My examination of the photo shows smoke all right, but it doesn't show an engine. The smoke could still be drifting away from the area back beyond the depot where the engine came from if the stack was "blacked up" good back there.
so I still think the pic was taken looking backwards along the string of empty flats while the train was in motion and with the engine just past the depot.
But I could be wroooong,, wouldn't be the first time.
There is also another possiblility:
That the station was closed or abandoned
at the time and the signal perhaps somehow
had slipped to the "stop" position in that
one direction (or the cable broke).
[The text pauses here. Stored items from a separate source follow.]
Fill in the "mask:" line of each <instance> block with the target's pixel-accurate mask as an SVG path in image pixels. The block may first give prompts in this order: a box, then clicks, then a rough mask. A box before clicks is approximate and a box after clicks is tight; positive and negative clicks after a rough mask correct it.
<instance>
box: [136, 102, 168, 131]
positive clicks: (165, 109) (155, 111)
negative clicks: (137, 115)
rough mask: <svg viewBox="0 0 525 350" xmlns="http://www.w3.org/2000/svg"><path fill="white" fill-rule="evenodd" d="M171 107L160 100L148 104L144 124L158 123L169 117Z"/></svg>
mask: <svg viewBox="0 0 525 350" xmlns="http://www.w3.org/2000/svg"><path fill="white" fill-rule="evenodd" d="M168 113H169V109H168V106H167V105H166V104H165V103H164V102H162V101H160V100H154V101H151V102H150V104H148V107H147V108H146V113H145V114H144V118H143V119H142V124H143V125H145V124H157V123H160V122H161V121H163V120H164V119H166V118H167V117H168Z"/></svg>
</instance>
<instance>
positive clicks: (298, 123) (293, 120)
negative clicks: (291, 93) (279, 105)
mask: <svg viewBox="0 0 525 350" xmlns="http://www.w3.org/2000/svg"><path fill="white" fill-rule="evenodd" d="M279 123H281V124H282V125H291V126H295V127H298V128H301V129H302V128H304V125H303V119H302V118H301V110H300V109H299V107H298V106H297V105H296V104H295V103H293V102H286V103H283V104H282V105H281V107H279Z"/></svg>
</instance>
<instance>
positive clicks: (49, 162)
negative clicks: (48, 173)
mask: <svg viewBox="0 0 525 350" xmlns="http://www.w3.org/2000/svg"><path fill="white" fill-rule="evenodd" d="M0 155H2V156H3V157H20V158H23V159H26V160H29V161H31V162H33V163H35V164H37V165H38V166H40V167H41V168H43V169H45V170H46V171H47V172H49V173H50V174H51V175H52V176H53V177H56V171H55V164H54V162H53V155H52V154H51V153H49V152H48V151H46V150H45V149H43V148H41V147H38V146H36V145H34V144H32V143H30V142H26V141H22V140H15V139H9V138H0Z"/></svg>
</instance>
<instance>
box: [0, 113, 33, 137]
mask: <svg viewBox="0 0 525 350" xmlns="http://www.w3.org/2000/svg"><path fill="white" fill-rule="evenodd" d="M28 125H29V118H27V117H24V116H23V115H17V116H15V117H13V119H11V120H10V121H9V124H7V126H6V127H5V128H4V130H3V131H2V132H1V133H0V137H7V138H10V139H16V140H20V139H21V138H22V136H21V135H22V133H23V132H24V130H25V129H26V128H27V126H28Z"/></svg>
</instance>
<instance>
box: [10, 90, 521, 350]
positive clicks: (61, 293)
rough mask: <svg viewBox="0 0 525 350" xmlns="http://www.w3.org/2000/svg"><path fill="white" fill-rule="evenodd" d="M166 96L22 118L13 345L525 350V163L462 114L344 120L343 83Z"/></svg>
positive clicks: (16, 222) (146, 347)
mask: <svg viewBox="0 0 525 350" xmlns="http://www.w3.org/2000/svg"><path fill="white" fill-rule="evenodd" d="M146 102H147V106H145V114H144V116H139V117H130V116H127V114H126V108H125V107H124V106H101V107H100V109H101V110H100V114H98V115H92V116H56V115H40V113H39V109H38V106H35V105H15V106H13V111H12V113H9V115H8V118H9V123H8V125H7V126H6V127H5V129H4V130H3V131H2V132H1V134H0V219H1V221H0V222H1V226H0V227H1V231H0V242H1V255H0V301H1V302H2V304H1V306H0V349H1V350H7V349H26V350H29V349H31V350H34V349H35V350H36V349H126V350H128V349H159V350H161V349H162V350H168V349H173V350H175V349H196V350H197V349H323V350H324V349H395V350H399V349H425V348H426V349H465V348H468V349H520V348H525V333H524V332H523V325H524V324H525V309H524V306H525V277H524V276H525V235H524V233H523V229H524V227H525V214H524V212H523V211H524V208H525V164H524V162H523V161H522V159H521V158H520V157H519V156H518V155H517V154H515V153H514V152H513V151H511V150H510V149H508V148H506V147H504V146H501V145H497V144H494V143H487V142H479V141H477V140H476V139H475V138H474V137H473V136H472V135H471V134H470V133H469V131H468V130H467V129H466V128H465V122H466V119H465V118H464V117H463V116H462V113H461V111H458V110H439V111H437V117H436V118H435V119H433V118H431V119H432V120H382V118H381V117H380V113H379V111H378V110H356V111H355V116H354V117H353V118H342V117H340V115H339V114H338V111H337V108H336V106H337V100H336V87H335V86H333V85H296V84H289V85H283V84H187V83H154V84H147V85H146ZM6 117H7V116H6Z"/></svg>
I seriously doubt the signal was "backwards", but it could have also been just disregarded and no longer in effect on that particular day of operations.
Railroad operating rules varied somewhat in regard to the use of train order semaphores.
Some roads kept the semaphore at the "clear"
indication except when there were orders or some other reason for the train to stop (ABS rules).
Others kept the semaphore in the "stop" position at all times the train order office was "open" and only "cleared" the signal when it was OK for a train to pass without stopping (no orders, ,etc).
The order board would be placed to "clear" when the engineer called for signals, kept there until the marker lamps signalling the end of the train had passed, then restored to the "stop" position to give protection against following trains. In the instance of calling a train ahead against a "stop" indication to deliver orders, the operator would "dip" the blade in response to the train's "call for signals" whistle signal, and on receipt of the train's
response (two short whistle blasts) would restore the signal to "stop" and then go out on the platform with a yellow flag or lamp at night and give a manual "proceed" signal to the train to come ahead at reduced speed to receive "hand up" orders or a clearance. The board stayed at "stop" during this process, the operators hand signals superseding the semaphore indication.
The Train Order semaphore at the depot in Ft. Garland Colorado in the San Luis Valley east of Alamosa was one of thes old lower quadrant cable operated types....I had a chance to closely examine it one time while working there.
Later T.O. semaphore types used pushrods instead of cables to operate them, and there both "upper quadrant" and "lower quadrant" types.
Interestingly, all the T.O. Semaphores in use on the Narrow gauge Alamosa-Durango line in late years were the cable or pushrod operated "upper Quadrant" types like the one preserved at Cumbres Pass.